"Who?"
"Don't ask me. I have no grounds on which to accuse anyone. Let me tell you what I can. Then you may think—but that's impossible. Cuthbert, ask me no more questions."
Mallow thought her demeanor strangely suspicious, and wondered if she was shielding her mother. Mrs. Octagon, who hated Selina Loach, might have struck the blow, but there was absolutely no proof of this. Mallow decided to ask nothing, as Juliet requested. "Tell me what you will, my dear," he said, "so long as you don't believe me guilty."
"I don't—I don't—really I don't. I picked up the knife and left the room after ten minutes. I stole up the stairs and shut the door so quietly that no one heard. You see, the first time I did not trouble to do that, but when I found that aunt was dead I was afraid lest the servants should come and find me there. I fancied, as I had the knife in my hand and had entered by means of the latch-key, that I might be suspected. Besides, it would have been difficult to account for my unexpected presence in the house at that hour."
"I quite comprehend!" said Mallow grimly. "We can't all keep our heads in these difficult situations.
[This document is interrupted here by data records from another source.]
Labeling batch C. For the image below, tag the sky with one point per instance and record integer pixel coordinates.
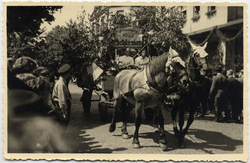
(67, 12)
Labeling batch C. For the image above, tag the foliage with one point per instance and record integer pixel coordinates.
(23, 30)
(80, 45)
(26, 20)
(163, 26)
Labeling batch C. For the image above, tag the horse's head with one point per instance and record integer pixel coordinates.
(198, 59)
(177, 66)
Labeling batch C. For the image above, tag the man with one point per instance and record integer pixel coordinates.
(86, 82)
(241, 80)
(233, 95)
(126, 60)
(61, 95)
(142, 60)
(218, 91)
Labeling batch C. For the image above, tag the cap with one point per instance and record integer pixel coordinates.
(64, 69)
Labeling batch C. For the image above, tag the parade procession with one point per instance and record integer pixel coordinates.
(160, 79)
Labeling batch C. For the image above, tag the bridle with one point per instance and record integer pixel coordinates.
(200, 63)
(173, 70)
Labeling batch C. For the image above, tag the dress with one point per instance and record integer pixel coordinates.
(62, 99)
(141, 62)
(218, 91)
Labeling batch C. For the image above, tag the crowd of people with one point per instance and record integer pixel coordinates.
(52, 106)
(225, 95)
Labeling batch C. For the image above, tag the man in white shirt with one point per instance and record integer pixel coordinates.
(126, 60)
(142, 60)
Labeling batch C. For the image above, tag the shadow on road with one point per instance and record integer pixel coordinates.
(208, 141)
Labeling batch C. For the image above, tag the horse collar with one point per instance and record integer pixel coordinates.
(152, 83)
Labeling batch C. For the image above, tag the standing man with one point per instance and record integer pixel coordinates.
(142, 60)
(218, 91)
(61, 95)
(233, 95)
(86, 82)
(126, 60)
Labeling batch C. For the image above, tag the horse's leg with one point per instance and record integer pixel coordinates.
(125, 112)
(117, 104)
(155, 124)
(163, 140)
(138, 111)
(173, 115)
(190, 118)
(181, 123)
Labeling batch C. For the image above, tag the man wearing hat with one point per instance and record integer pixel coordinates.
(126, 60)
(218, 91)
(61, 95)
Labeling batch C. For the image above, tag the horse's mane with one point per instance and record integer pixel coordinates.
(158, 64)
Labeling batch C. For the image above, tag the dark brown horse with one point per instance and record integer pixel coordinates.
(195, 95)
(145, 89)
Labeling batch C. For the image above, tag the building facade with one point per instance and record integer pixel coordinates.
(128, 34)
(228, 20)
(200, 23)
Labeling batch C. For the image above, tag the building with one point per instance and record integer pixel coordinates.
(128, 33)
(201, 20)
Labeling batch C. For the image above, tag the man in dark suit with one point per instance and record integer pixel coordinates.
(233, 95)
(218, 91)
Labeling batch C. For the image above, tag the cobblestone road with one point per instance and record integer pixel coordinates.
(87, 134)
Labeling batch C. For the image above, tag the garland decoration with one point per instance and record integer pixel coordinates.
(203, 42)
(220, 35)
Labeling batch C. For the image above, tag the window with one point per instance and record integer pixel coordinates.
(196, 10)
(211, 8)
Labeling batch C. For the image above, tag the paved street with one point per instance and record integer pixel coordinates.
(87, 134)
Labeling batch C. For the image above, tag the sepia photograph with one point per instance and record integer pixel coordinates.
(125, 81)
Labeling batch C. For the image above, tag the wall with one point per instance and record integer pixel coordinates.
(204, 22)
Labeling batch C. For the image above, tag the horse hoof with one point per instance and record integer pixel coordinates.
(125, 136)
(156, 130)
(164, 147)
(112, 128)
(136, 146)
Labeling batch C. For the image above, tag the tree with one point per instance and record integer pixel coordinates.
(23, 30)
(26, 20)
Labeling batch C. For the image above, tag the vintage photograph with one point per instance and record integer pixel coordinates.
(125, 81)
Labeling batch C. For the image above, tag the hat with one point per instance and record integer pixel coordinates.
(218, 68)
(24, 65)
(64, 69)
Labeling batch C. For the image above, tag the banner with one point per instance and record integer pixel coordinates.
(95, 70)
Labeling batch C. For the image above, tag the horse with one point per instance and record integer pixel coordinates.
(196, 93)
(145, 89)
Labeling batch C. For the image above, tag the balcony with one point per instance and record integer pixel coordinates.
(235, 13)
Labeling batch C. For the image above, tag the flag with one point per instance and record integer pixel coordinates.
(95, 70)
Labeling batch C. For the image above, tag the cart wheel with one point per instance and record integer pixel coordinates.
(149, 113)
(103, 110)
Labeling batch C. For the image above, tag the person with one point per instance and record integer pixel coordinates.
(218, 92)
(142, 60)
(86, 82)
(241, 80)
(61, 95)
(233, 94)
(126, 60)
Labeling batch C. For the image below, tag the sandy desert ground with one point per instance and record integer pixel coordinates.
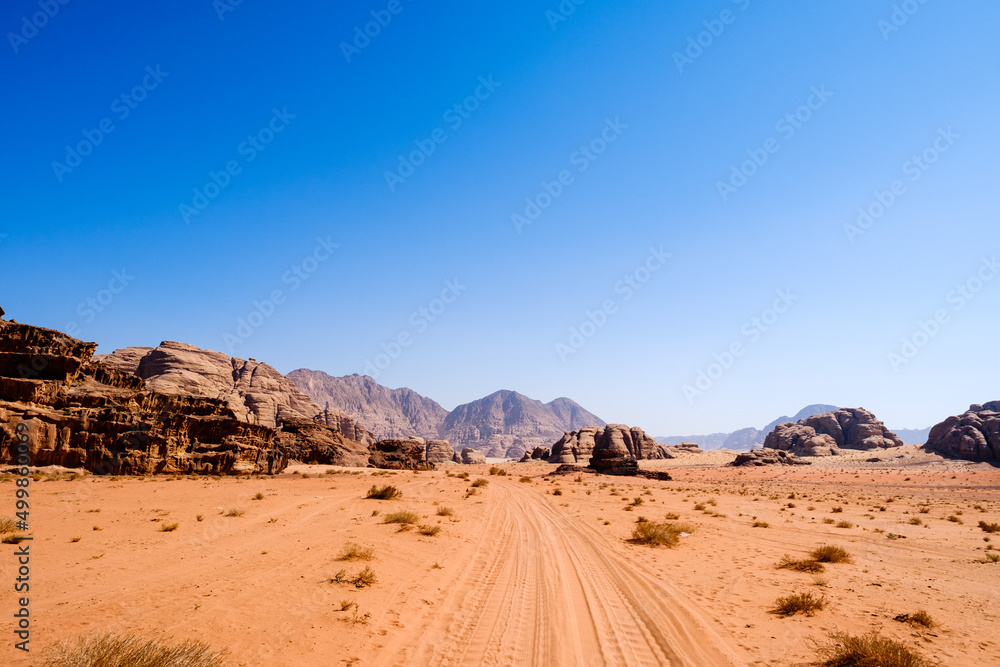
(531, 571)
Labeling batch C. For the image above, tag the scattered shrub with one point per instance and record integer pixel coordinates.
(805, 603)
(845, 650)
(131, 651)
(353, 551)
(403, 517)
(384, 493)
(830, 554)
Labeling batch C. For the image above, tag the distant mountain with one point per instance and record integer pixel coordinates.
(913, 436)
(744, 439)
(387, 413)
(506, 423)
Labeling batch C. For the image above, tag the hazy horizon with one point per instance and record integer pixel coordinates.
(510, 197)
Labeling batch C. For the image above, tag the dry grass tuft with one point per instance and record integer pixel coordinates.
(131, 651)
(387, 492)
(354, 551)
(804, 603)
(829, 553)
(845, 650)
(403, 517)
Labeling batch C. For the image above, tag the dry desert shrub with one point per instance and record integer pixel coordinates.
(811, 566)
(386, 492)
(402, 517)
(845, 650)
(804, 603)
(353, 551)
(829, 553)
(132, 651)
(656, 534)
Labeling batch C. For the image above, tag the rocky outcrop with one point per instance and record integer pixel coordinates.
(254, 391)
(440, 451)
(536, 454)
(471, 456)
(80, 413)
(766, 457)
(398, 455)
(827, 433)
(972, 436)
(507, 424)
(387, 413)
(308, 441)
(579, 446)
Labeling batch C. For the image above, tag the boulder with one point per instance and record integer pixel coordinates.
(471, 456)
(439, 451)
(826, 434)
(972, 436)
(579, 446)
(766, 457)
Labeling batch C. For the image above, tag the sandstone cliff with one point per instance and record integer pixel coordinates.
(973, 436)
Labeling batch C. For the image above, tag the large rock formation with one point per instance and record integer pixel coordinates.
(579, 446)
(387, 413)
(80, 413)
(973, 436)
(827, 433)
(506, 424)
(254, 391)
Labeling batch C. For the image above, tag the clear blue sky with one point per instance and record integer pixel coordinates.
(673, 127)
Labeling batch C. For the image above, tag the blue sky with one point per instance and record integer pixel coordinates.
(619, 100)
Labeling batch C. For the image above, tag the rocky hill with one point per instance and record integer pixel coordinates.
(827, 433)
(973, 436)
(254, 391)
(506, 423)
(387, 413)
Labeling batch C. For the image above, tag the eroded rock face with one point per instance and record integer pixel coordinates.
(81, 413)
(580, 446)
(972, 436)
(471, 456)
(766, 457)
(440, 451)
(827, 433)
(255, 392)
(398, 455)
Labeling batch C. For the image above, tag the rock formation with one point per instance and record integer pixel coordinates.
(471, 456)
(579, 446)
(387, 413)
(506, 424)
(441, 451)
(972, 436)
(766, 457)
(827, 433)
(82, 413)
(254, 391)
(398, 455)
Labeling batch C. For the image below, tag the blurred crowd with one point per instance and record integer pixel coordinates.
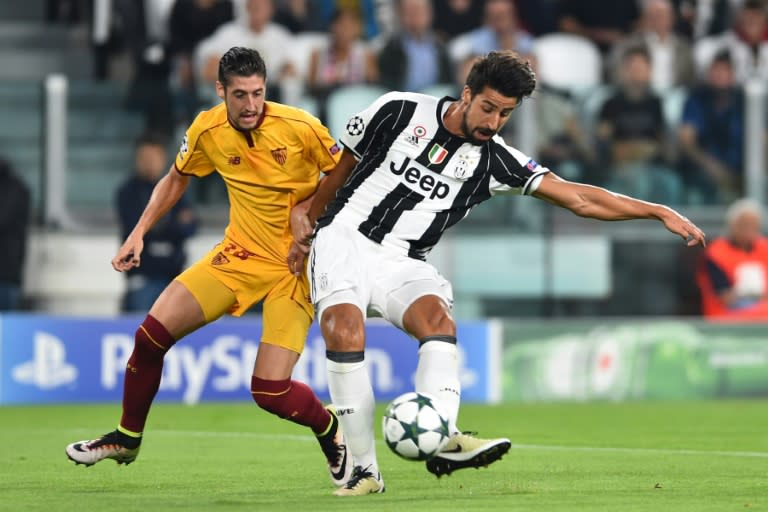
(663, 118)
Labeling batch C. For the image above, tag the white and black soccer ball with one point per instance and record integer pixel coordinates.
(355, 126)
(415, 426)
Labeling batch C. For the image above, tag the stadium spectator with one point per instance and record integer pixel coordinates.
(146, 37)
(701, 18)
(14, 222)
(671, 54)
(711, 136)
(603, 21)
(744, 41)
(632, 135)
(346, 60)
(270, 155)
(255, 30)
(454, 17)
(191, 21)
(163, 257)
(414, 58)
(733, 275)
(562, 141)
(419, 169)
(501, 30)
(301, 16)
(538, 17)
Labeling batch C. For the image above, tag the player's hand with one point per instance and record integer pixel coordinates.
(680, 225)
(296, 256)
(129, 255)
(301, 229)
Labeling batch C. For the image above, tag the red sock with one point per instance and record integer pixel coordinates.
(292, 401)
(142, 375)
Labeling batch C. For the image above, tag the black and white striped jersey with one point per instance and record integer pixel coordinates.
(414, 179)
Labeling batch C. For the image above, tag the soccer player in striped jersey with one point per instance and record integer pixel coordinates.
(270, 157)
(412, 166)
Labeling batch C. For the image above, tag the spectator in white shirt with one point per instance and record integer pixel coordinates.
(256, 30)
(671, 56)
(744, 42)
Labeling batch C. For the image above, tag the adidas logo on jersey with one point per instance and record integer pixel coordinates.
(426, 182)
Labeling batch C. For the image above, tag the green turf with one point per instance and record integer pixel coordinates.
(705, 456)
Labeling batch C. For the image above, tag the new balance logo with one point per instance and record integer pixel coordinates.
(48, 368)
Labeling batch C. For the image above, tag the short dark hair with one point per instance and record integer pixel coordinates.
(503, 71)
(240, 61)
(754, 5)
(723, 56)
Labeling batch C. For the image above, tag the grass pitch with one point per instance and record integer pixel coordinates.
(702, 456)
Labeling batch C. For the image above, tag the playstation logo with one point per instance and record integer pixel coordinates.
(48, 368)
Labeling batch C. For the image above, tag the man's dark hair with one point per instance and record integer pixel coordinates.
(723, 56)
(239, 61)
(503, 71)
(754, 5)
Well?"
"I came out into the garden. I heard the policeman coming down the lane, and knew I could not escape unobserved that way. Then if I took the path to the station I fancied he might see me in the moonlight. I ran across the garden by the wall and got over the fence amongst the corn, where I lay concealed. Then I saw you coming round the corner. You climbed the wall and went into the park. After that I waited till after eleven, when the policeman entered the house, summoned by the servants. I then ran round the field, sheltered from observation by the corn, which, as you know, was then high, and I got out at the further side. I walked to Keighley, the next place to Rexton, and took a cab home. I went straight to bed, and did not see Basil till the next morning. He told me he had come home later, but he did not say where he had been, nor did I ask him."
"But I am sure—unless my watch was wrong, that I climbed the wall at a quarter past ten," insisted Mallow.
"You might have climbed it again at a quarter to eleven."
"No! I climbed it only once. Which way did I come?"
"Along the path from the station. Then you walked beside the fence on the corn side, and jumping over, you climbed the wall."